Amphion Singing Voice Conversion (SVC) Recipe

Quick Start

We provide a beginner recipe to demonstrate how to train a cutting edge SVC model. Specifically, it is also an official implementation of the paper "Leveraging Diverse Semantic-based Audio Pretrained Models for Singing Voice Conversion" (2024 IEEE Spoken Language Technology Workshop). Some demos can be seen here.
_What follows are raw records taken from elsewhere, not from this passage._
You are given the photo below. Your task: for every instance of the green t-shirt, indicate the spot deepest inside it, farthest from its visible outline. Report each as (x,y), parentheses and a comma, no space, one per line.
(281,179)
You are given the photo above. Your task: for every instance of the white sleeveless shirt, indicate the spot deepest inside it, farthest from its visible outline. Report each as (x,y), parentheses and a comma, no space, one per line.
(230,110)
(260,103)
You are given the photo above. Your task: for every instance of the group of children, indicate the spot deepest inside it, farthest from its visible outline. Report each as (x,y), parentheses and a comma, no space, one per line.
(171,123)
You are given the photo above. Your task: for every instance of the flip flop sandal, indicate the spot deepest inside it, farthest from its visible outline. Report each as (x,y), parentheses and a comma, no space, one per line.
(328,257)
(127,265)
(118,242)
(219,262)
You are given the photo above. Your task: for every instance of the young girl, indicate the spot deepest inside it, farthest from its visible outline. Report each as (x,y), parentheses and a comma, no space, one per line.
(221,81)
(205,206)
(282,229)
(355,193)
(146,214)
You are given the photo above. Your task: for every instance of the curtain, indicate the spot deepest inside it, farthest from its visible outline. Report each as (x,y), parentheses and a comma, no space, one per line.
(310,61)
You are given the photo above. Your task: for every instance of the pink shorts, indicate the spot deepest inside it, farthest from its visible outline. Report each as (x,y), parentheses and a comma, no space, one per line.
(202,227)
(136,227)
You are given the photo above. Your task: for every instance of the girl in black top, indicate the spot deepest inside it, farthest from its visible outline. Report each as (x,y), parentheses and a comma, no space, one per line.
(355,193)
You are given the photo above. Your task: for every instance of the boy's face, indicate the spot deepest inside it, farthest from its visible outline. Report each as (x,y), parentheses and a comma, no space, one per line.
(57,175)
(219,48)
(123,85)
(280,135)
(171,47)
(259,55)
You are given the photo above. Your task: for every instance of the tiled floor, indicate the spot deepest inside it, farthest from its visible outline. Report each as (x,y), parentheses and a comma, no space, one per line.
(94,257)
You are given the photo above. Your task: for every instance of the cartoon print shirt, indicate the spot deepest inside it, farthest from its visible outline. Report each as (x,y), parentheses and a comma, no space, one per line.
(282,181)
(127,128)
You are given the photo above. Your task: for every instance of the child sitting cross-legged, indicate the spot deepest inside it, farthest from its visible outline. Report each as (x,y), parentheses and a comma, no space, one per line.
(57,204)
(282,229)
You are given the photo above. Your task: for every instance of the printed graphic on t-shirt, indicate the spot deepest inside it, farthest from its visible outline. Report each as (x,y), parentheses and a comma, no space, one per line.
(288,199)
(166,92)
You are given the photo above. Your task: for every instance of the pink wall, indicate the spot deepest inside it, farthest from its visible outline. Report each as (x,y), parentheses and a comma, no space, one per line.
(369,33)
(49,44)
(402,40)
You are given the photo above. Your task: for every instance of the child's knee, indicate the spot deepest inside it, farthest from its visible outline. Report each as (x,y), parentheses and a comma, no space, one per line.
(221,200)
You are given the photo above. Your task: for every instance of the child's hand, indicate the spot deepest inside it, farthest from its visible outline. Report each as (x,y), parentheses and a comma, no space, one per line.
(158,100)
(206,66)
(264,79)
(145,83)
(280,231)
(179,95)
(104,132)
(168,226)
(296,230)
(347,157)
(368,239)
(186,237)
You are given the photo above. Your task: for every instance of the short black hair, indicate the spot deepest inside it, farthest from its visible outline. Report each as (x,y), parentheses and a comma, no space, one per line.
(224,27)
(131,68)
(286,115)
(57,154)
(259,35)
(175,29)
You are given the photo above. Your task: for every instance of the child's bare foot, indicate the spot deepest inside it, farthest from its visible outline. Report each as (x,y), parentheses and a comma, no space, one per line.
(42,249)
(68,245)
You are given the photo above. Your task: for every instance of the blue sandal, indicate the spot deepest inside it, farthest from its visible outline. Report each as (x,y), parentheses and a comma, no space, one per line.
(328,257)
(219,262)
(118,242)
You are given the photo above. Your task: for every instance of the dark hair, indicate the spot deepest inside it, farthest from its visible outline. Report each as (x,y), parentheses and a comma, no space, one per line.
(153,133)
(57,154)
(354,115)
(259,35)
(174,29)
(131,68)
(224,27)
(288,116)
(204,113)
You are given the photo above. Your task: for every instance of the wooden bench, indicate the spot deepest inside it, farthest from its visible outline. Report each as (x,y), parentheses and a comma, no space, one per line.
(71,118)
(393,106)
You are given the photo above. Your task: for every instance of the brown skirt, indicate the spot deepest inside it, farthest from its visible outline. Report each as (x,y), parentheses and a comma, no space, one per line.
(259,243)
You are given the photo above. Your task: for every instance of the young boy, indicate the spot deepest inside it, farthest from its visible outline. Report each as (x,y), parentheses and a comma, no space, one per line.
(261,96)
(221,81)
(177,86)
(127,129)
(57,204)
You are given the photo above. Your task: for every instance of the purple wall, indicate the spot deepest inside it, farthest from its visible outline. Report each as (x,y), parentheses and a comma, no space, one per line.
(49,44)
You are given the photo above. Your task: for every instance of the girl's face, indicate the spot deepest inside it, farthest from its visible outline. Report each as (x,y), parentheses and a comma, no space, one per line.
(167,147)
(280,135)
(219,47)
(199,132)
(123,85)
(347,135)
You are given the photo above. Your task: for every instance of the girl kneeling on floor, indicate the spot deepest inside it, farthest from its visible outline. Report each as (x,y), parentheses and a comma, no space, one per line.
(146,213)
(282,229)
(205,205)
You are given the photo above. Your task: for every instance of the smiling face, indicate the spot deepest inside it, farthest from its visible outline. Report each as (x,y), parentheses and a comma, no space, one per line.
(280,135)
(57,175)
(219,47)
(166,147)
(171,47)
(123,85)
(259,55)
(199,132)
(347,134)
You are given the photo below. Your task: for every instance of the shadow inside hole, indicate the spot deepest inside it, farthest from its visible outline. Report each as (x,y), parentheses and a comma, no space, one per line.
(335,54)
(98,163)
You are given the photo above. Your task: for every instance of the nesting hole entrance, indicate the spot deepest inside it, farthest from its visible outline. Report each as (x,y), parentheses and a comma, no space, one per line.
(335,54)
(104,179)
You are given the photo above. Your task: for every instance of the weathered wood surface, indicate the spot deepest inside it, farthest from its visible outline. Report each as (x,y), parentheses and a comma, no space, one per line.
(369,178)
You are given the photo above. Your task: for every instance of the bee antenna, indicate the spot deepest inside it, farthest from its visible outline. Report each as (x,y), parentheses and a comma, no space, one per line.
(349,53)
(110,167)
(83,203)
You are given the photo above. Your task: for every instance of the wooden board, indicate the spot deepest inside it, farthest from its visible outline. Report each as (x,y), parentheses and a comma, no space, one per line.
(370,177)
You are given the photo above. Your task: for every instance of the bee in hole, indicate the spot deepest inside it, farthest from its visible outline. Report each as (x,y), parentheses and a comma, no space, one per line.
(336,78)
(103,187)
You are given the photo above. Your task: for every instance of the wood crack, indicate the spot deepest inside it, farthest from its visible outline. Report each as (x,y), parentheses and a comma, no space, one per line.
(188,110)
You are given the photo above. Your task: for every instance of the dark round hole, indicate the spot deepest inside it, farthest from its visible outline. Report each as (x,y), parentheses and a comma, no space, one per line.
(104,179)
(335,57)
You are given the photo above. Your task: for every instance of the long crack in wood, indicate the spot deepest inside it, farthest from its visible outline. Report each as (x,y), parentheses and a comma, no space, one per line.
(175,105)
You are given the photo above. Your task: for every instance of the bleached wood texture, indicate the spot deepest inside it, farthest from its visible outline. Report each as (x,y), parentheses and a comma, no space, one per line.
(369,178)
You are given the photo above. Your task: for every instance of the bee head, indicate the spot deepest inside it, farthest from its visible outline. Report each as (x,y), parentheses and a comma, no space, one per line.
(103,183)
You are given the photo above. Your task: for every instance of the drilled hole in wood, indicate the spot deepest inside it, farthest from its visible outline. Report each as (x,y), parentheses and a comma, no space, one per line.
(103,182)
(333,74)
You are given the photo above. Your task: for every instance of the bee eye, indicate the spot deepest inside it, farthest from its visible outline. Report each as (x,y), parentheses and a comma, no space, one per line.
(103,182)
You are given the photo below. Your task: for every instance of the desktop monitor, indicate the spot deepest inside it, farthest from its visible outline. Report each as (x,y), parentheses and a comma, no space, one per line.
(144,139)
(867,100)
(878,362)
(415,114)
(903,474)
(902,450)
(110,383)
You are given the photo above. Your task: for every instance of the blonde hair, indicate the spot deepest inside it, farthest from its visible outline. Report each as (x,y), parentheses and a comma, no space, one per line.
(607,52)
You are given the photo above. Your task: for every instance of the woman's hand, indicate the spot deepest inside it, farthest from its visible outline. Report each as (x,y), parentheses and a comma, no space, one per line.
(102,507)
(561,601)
Supported Model Architectures

The main idea of SVC is to first disentangle the speaker-agnostic representations from the source audio, and then inject the desired speaker information to synthesize the target, which usually utilizes an acoustic decoder and a subsequent waveform synthesizer (vocoder):

Until now, Amphion SVC has supported the following features and models:

Speaker-agnostic Representations:
- Content Features: Sourcing from WeNet, Whisper, and ContentVec.
- Prosody Features: F0 and energy.
Speaker Embeddings:
- Speaker Look-Up Table.
- Reference Encoder (👨‍💻 developing): It can be used for zero-shot SVC.
Acoustic Decoders:
- Diffusion-based models:
  - DiffWaveNetSVC: The encoder is based on Bidirectional Non-Causal Dilated CNN, which is similar to WaveNet, DiffWave, and DiffSVC.
  - DiffComoSVC (👨‍💻 developing): The diffusion framework is based on Consistency Model. It can significantly accelerate the inference process of the diffusion model.
- Transformer-based models:
  - TransformerSVC: Encoder-only and Non-autoregressive Transformer Architecture.
- VAE- and Flow-based models:
  - VitsSVC: It is designed as a VITS-like model whose textual input is replaced by the content features, which is similar to so-vits-svc.
Waveform Synthesizers (Vocoders):
- The supported vocoders can be seen in Amphion Vocoder Recipe.